Reputation: 652
I am training on two identical sentences (documents) using from gensim.models.doc2vec import Doc2Vec
and when checking out the vectors for each sentence they are completely different. Does the Neural Network have a different random initialisation per sentence?
# imports
from gensim.models.doc2vec import LabeledSentence
from gensim.models.doc2vec import Doc2Vec
from gensim import utils
# Document iteration class (turns many documents in to sentences
# each document being once sentence)
class LabeledDocs(object):
def __init__(self, sources):
self.sources = sources
flipped = {}
# make sure that keys are unique
for key, value in sources.items():
if value not in flipped:
flipped[value] = [key]
else:
raise Exception('Non-unique prefix encountered')
def __iter__(self):
for source, prefix in self.sources.items():
with utils.smart_open(source) as fin:
# print fin.read().strip(r"\n")
yield LabeledSentence(utils.to_unicode(fin.read()).split(),
[prefix])
def to_array(self):
self.sentences = []
for source, prefix in self.sources.items():
with utils.smart_open(source) as fin:
#print fin, fin.read()
self.sentences.append(
LabeledSentence(utils.to_unicode(fin.read()).split(),
[prefix]))
return self.sentences
# play and play3 are names of identical documents (diff gives nothing)
inp = LabeledDocs({"play":"play", "play3":"play3"})
model = Doc2Vec(size=20, window=8, min_count=2, workers=1, alpha=0.025,
min_alpha=0.025, batch_words=1)
model.build_vocab(inp.to_array())
for epoch in range(10):
model.train(inp)
# post to this model.docvecs["play"] is very different from
# model.docvecs["play3"]
Why is this ? Both play
and play3
contain :
foot ball is a sport
played with a ball where
teams of 11 each try to
score on different goals
and play with the ball
Upvotes: 2
Views: 1125
Reputation: 2069
Yes, each sentence vector is initialized differently.
In particular in the reset_weights
method.
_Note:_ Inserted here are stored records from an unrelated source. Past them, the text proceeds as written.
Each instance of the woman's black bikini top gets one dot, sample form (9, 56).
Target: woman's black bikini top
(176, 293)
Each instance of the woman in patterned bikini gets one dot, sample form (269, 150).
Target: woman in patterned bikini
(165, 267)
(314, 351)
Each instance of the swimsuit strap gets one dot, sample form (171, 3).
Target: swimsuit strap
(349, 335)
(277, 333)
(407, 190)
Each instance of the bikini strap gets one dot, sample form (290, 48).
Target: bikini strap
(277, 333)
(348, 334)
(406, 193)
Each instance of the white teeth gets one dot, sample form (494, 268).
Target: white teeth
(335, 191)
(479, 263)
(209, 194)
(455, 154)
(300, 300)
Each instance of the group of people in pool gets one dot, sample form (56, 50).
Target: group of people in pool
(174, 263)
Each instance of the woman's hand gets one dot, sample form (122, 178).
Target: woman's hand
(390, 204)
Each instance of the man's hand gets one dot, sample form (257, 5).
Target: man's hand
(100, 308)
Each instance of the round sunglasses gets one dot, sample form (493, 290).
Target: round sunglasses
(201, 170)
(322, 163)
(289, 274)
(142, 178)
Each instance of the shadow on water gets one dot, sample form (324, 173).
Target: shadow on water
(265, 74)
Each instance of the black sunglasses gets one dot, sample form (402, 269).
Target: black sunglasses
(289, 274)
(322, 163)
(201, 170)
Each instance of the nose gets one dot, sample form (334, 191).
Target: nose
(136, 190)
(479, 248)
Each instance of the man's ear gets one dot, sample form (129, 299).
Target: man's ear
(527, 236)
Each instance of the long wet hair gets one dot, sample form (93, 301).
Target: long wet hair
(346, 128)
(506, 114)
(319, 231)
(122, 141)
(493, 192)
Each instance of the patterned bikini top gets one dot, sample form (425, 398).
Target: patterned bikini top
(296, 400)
The code initializing the sentence vectors randomly is this:
for i in xrange(length):
# construct deterministic seed from index AND model seed
seed = "%d %s" % (model.seed, self.index_to_doctag(i))
self.doctag_syn0[i] = model.seeded_vector(seed)
Here you can see that each sentence vector is initialized using the random seed of the model and the tag of the sentence. Therefore it makes sense that in your example play
and play3
result in different vectors.
However if you train the model properly I would expect both vectors to end up very close to each other.
Upvotes: 3